Approximations to the distribution of a large quadratic form in normal variables

Date

29 November 2018

Venue

Massey University, New Zealand

 

The 2018 Joint NZSA/ORSNZ Conference

Abstract

Quadratic forms of Gaussian variables occur in a wide range of applications in statistics. They can be expressed as a linear combination of chi-squareds.

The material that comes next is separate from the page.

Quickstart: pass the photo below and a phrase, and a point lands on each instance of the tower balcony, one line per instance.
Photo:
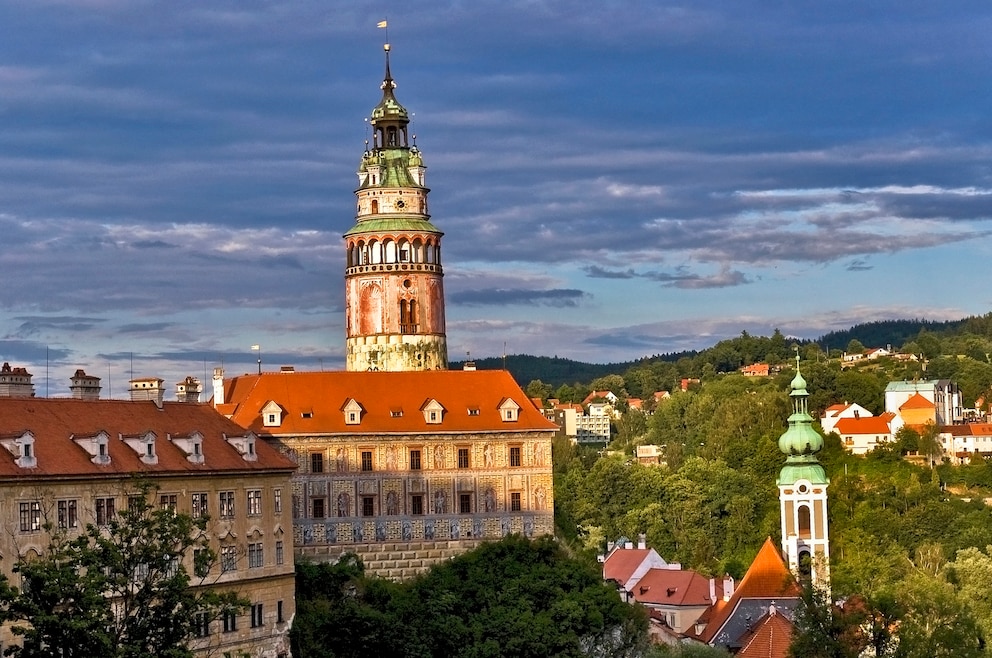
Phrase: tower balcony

The coefficients in the linear combination are the eigenvalues \lambda_{1},...,\lambda_n of \Sigma A, where A is the matrix representing the quadratic form and \Sigma is the covariance matrix of the Gaussians. The previous literature mostly deals with approximations for small quadratic forms (n<10) and moderate p-values (p>10^{-2}). Motivated by genetic applications, moderate to large quadratic forms (300<n<12,000) and small to very small p-values (p<10^{-4}) are studied. Existing methods are compared under these settings and a leading-eigenvalue approximation, which only takes the largest k eigenvalues, is shown to have the computational advantage without any important loss in accuracy. For time complexity, a leading-eigenvalue approximation reduces the computational complexity from O(n^3) to O(n^2k) on extracting eigenvalues and avoids speed problems with computing the sum of n terms. For accuracy, the existing methods have some limits on calculating small p-values under large quadratic forms. Moment methods are inaccurate for very small p-values, and Farebrother’s method is not usable if the minimum eigenvalue is much smaller than others. Davies’s method is usable for p-values down to machine epsilon. The saddlepoint approximation is proved to have bounded relative error for any A and \Sigma in the extreme right tail, so it is usable for arbitrarily small p-values.